In an unusual move, a group of small investors who say they lost their life savings because of Wall Street analyst Jack Grubman’s puffed-up stock rating for WorldCom Inc. are taking their complaints en masse to the security industry’s watchdog group.
The group of more than 100 investors are filing an arbitration claim Monday with the National Association of Securities Dealers, said Robert Weiss, the investors’ attorney. Weiss said his securities firm could handle up to 100,000 similar claims.
The investors each lost less than $25,000 in WorldCom’s financial meltdown, which ended in bankruptcy last year, Weiss said Friday.
“These are not wealthy people. These are real, Main Street people, retirees who did not have big portfolios, and they lost everything they had because they relied on this research,” he said.
Claims presented to the NASD for arbitration are generally considered individually, and it would be unusual for a large number of related cases to be presented at once, said Linda Fienberg, president of the group’s dispute-resolution program.
Grubman helped send WorldCom stock soaring by giving it high “buy” ratings even as the company stumbled early last year. Weiss maintains his clients purchased WorldCom stock based on recommendations Grubman made as an analyst for Citigroup’s Salomon Smith Barney brokerage unit, and did not understand the risks.
WorldCom filed for bankruptcy protection in July, nearly collapsing under a far-reaching accounting scandal that cost investors more than $7.5 billion. The Justice Department and the Securities and Exchange Commission are investigating the accounting abuses, which have led to criminal charges against several former top executives.
Last month, the nation’s biggest brokerage firms agreed to pay $1.44 billion to resolve government charges they gave biased stock ratings and promised to change the way they do business. Salomon Smith Barney was to pay the heaviest fine: $300 million. The settlement did not make clear how investors would be compensated for their losses.
“There is a tremendous debt that is owed from Wall Street to Main Street as a result of this fraud,” Weiss said, adding that he believes his clients are owed 100 percent of their lost funds.
Under almost all brokerage account contracts, investors agree to attempt to settle claims through arbitration, instead of taking them to court.
Most claims presented to the NASD for arbitration involve larger sums and are heard by a panel, Fienberg said. Claims for less than $25,000 usually are considered by a single public arbitrator who issues a decision based on evidence, unless the investor requests a hearing.

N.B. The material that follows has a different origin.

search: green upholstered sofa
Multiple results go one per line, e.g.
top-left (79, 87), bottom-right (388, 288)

Grubman quit Salomon Smith Barney in August. The NASD fined the brokerage $5 million to settle charges that his research was misleading and filed a complaint against Grubman.
Grubman’s attorneys did not immediately comment. His former brokerage declined comment on the claims.
“We can’t comment on a claim that has not been filed, except to say we take all client claims very seriously and review each on its own merit,” spokeswoman Susan Thomson said Friday.